Italia-Viva-Chef Matteo Renzi glaubt, mitten in der Pandemie müsse er Italien auch noch eine Regierungskrise bescheren. Damit hat er sich verzockt.

Stürzt Italien in eine Regierungskrise: Matteo Renzi Foto: dpa

W elcher Teufel reitet Matteo Renzi? Der frühere Ministerpräsident und heutige Chef der Kleinpartei Italia Viva glaubt, ausgerechnet mitten in der Pandemie, mitten in der durch sie ausgelösten tiefen ökonomischen und sozialen Krise müsse er Italien auch noch eine Regierungskrise bescheren.

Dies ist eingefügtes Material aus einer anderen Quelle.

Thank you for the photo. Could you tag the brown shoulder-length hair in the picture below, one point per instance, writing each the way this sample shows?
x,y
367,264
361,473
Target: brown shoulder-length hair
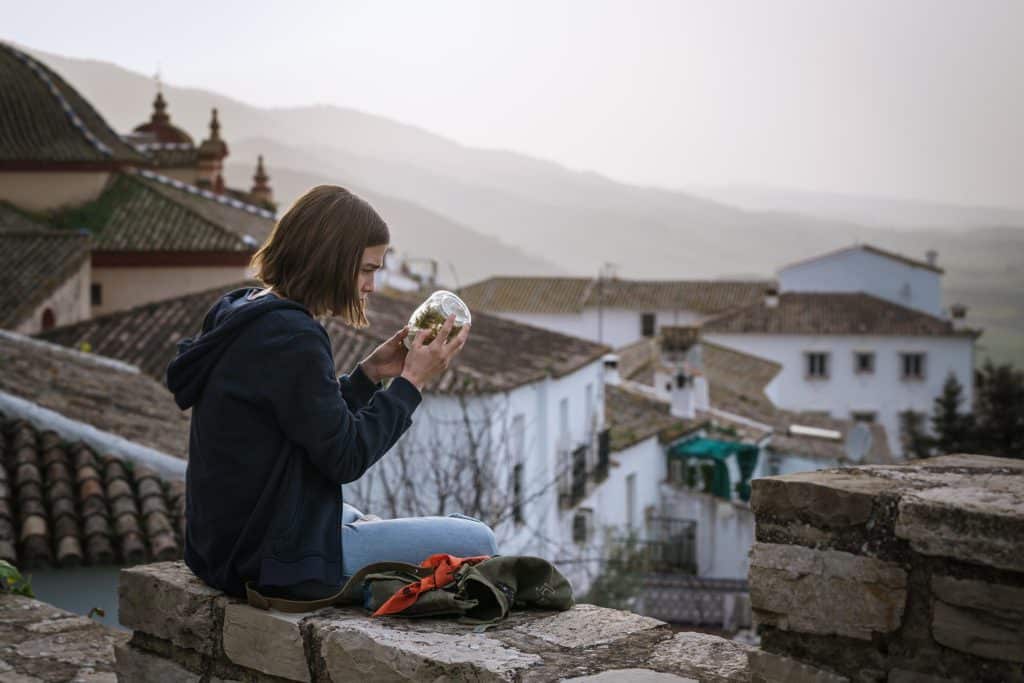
x,y
314,252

Italien braucht diese Krise nicht. Unter Ministerpräsident Giuseppe Conte hat die Regierung gerade im Angesicht der Coronapandemie insgesamt einen ordentlichen Job gemacht, hat sie sowohl in der ersten Welle im März als auch in der zweiten Welle von Oktober an insgesamt entschlossen reagiert, hat sie nicht zuletzt in Brüssel die Auflegung des großen europäischen Pakets „Next Generation EU“ erreicht, aus deren Fonds 209 Milliarden Euro nach Italien fließen werden.

Gewiss, wie andere Regierungen in Europa auch hätte sie im Sommer sehr viel mehr tun können, um das Land für die zweite Welle besser aufzustellen, hätte sie im Herbst auch früher zu härteren Maßnahmen schreiten müssen – aber es war und ist ausgerechnet immer wieder Renzis Italia Viva, die sich gegen weitere Einschränkungen in Schule, Wirtschaft, Privatleben sträubte.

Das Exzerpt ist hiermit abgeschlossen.